I'm building a 5-class classifier with a private dataset. Each data sample has 67 features and there are about 40000 samples. Samples of a particular class were duplicated to overcome class imbalance problems (hence 40000 samples).
With a one-vs-one multi-class SVM, I am getting an accuracy of ~79% on the validation set. The features were standardized to get 79% accuracy. Without standardization, the accuracy I get is ~72%. Similar result when I tried 50-fold cross validation.
Now moving on to MLP results,
Exp 1:
- Network Architecture: [67 40 5]
- Optimizer: Adam
- Learning Rate: exponential decay of base learning rate
- Validation Accuracy: ~45%
- Observation: Both training accuracy and validation accuracy stops improving.
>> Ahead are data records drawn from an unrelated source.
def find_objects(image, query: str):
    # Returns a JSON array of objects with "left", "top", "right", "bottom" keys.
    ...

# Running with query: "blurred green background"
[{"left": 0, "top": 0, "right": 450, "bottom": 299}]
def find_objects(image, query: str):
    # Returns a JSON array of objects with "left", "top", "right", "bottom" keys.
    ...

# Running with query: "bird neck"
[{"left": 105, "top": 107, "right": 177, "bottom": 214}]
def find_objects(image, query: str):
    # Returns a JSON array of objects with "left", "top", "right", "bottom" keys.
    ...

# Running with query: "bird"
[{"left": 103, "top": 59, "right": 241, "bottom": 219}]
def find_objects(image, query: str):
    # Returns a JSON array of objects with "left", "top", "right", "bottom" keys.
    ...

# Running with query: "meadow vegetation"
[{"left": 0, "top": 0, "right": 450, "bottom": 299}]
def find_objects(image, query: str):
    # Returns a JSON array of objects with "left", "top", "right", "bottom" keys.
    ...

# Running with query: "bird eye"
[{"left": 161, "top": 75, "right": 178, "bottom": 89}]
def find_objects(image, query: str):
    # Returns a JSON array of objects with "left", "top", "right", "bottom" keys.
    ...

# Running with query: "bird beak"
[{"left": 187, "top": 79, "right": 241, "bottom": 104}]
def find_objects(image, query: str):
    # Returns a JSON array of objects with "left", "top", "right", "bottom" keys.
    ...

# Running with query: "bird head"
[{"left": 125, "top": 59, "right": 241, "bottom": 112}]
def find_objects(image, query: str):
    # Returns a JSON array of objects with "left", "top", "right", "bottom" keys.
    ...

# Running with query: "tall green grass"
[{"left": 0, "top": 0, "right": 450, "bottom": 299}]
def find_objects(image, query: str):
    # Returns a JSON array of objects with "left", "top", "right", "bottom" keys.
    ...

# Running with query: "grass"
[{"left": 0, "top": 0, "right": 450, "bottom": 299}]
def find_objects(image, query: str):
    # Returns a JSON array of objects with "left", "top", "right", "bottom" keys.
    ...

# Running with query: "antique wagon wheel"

Exp 2: Repeated Exp 1 with batchnorm layer
- Validation Accuracy: ~50%
- Observation: Got 5% increase in accuracy.
Exp 3:
To overfit, increased the depth of MLP. A deeper version of Exp 1 network
- Network Architecture: [67 40 40 40 40 40 40 5]
- Optimizer: Adam
- Learning Rate: exponential decay of base learning rate
- Validation Accuracy: ~55%
Thoughts on what might be happening?